With Innovative Technology, Focus on Safety, Durango Receives Top Ratings in Government Crash Test

Five-Star Ratings for Driver and Passenger in Frontal Crashes
Patented Frame Rail Technology Improves Crash Performance
“Safety is a Top Priority at Chrysler Group”
AUBURN HILLS, Michigan – Innovative technologies used in the design and engineering of the new Dodge Durango were part of a focus on safety and security that has resulted in top performance in frontal collisions for the industry-leading SUV.
The 2004 Durango received the highest frontal crash rating from the National Highway Traffic Safety Administration – five stars for both driver and front-passenger protection.
Among the technologies used on Durango is DaimlerChrysler’s patented frame rail tips that improve energy absorption in frontal crashes. The octagonal rail tips fold up like an accordion during a crash to absorb as much energy as possible and reduce crash forces reaching occupants in the passenger compartment.
The frame rail tips are produced by a process called hydroforming, which uses water to shape the metal part in ways not possible by stamping to further improve performance in a crash. Popular Science magazine named frame rail design as one of the top 100 technological innovations of 2003.
“Safety is a top priority at Chrysler Group, and we are pleased that the efforts of our designers and engineers have paid off in the crash performance of the new Durango,” said Mike Donoughe, Vice President – Body-on-Frame Product Team.
“We set stringent safety and security targets for the vehicle from the beginning, and our development team made sure that we hit them.”
In addition to the patented frame rails, DaimlerChrysler engineers enhanced Durango’s safety and security performance through development of several advanced technologies:
Enhanced body structure, including crush beads and stiffeners engineered into the vehicle body to absorb energy while preserving the integrity of the vehicle compartment.
Three-point lap/shoulder belts in all seven seating positions.
Pretensioners and constant force retractors on the front seat belts.
Advanced multistage air bag systems with an occupant-classification system for the front passenger that measures conditions for activation or deactivation of the passenger-side air bag based upon the weight of the occupant.

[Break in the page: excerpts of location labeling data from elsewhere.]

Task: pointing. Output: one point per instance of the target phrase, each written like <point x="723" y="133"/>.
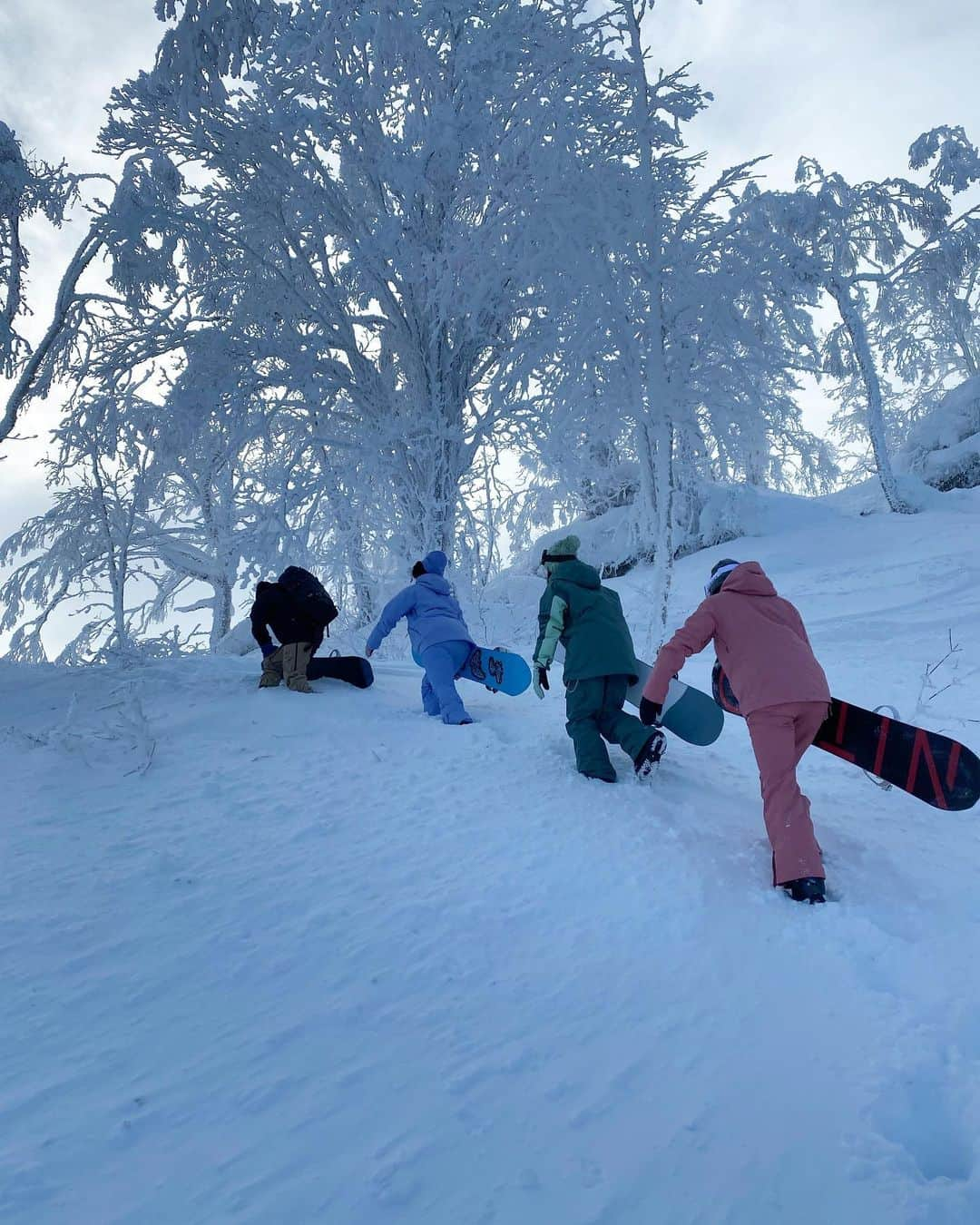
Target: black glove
<point x="650" y="712"/>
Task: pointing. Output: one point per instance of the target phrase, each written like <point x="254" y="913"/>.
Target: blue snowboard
<point x="688" y="712"/>
<point x="501" y="671"/>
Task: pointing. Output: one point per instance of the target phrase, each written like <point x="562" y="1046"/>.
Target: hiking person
<point x="783" y="693"/>
<point x="299" y="610"/>
<point x="599" y="664"/>
<point x="438" y="634"/>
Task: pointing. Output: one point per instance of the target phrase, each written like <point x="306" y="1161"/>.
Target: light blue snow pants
<point x="441" y="664"/>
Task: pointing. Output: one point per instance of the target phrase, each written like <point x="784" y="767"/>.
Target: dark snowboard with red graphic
<point x="931" y="767"/>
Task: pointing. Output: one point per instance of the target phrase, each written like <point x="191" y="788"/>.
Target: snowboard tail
<point x="689" y="713"/>
<point x="352" y="669"/>
<point x="501" y="671"/>
<point x="931" y="767"/>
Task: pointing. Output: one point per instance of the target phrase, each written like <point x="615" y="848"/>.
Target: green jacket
<point x="588" y="622"/>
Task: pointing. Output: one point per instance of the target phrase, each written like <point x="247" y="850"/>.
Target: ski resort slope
<point x="273" y="958"/>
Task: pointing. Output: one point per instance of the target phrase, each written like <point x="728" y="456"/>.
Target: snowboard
<point x="931" y="767"/>
<point x="352" y="669"/>
<point x="689" y="713"/>
<point x="501" y="671"/>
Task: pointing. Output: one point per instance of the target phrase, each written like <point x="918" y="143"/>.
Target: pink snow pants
<point x="780" y="735"/>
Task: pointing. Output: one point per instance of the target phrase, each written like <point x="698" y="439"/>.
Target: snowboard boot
<point x="808" y="888"/>
<point x="650" y="756"/>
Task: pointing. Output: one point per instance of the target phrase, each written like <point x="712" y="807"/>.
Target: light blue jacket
<point x="431" y="612"/>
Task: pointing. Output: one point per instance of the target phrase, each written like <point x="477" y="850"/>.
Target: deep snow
<point x="280" y="958"/>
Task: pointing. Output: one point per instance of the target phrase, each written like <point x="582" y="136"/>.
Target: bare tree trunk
<point x="222" y="612"/>
<point x="854" y="324"/>
<point x="654" y="436"/>
<point x="24" y="385"/>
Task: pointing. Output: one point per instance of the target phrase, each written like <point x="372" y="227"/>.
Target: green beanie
<point x="561" y="550"/>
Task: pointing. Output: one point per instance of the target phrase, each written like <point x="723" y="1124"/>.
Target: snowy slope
<point x="273" y="958"/>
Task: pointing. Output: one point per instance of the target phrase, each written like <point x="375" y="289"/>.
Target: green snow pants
<point x="594" y="710"/>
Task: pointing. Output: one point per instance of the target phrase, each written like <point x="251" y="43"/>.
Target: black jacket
<point x="276" y="609"/>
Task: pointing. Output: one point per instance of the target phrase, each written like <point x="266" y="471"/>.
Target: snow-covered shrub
<point x="944" y="447"/>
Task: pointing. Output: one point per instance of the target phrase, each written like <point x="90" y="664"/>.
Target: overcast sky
<point x="850" y="83"/>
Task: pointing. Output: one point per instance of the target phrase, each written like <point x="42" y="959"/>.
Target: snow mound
<point x="725" y="512"/>
<point x="271" y="957"/>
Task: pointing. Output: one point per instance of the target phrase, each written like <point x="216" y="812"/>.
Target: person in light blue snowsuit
<point x="438" y="634"/>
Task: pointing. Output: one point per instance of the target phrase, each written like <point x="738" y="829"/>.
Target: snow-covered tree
<point x="27" y="186"/>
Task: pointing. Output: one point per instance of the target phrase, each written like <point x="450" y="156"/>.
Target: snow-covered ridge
<point x="282" y="958"/>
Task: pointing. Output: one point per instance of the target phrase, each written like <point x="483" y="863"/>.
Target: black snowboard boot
<point x="808" y="888"/>
<point x="650" y="756"/>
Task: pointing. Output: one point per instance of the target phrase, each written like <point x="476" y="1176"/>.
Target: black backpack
<point x="309" y="594"/>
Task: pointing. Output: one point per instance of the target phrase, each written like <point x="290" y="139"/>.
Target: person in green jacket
<point x="601" y="665"/>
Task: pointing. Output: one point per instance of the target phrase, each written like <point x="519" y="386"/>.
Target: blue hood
<point x="435" y="583"/>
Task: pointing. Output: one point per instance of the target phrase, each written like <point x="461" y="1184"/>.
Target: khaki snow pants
<point x="288" y="663"/>
<point x="780" y="735"/>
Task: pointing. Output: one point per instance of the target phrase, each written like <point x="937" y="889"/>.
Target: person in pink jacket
<point x="781" y="692"/>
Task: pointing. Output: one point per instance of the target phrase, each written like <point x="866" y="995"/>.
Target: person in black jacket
<point x="298" y="612"/>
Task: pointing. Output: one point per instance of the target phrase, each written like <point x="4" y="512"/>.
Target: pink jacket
<point x="760" y="640"/>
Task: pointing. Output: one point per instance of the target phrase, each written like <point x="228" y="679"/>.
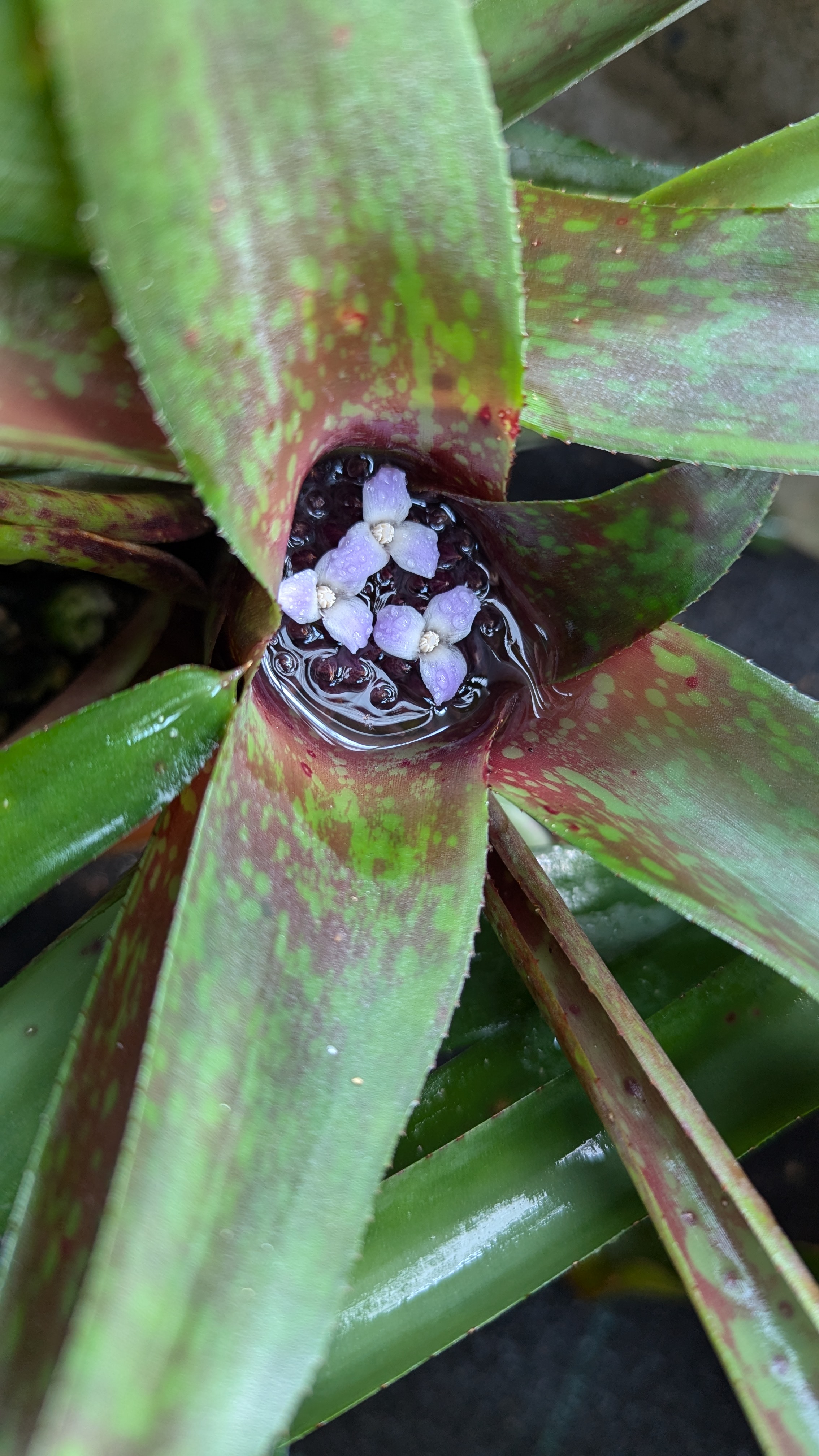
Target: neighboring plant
<point x="304" y="219"/>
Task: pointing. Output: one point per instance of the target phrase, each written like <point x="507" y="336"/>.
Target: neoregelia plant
<point x="304" y="223"/>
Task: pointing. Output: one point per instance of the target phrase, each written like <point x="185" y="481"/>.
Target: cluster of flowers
<point x="332" y="590"/>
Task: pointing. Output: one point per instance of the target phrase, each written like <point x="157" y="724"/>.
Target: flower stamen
<point x="384" y="532"/>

Energy-absorbing steering column.
Front crush sensors located inside the engine compartment that measure the severity of the impact and relay crash information to safety systems in the occupant compartment.
Durango’s crash performance was verified through a program of severe testing that went beyond the current government standards, including a 40-mph offset frontal crash simulating a high-speed vehicle-to-vehicle impact.
“In addition to frontal crash protection, we have done a lot of things to offer additional protection to Durango occupants in all kinds of crashes,” Donoughe noted.
The front bumper and frame were lowered seven inches to make the full-size SUV Durango compatible with the front ends of passenger cars in the event of an impact.
Chrysler Group was among the first companies to introduce side-curtain air bag technology to cover all three rows of seats in the 2004 Chrysler Pacifica. That innovation continues in Durango, one the first SUVs available with this safety feature.
And the driver’s side is also equipped with BeltAlert – a new enhanced seat belt reminder system that periodically activates a chime and illuminates a light in the instrument cluster to remind the driver to buckle up.
“Collectively, Dodge Durango’s structure, features and extensive testing help provide a cocoon of protection to absorb energy and deflect it away from passengers in a crash,” said Donoughe.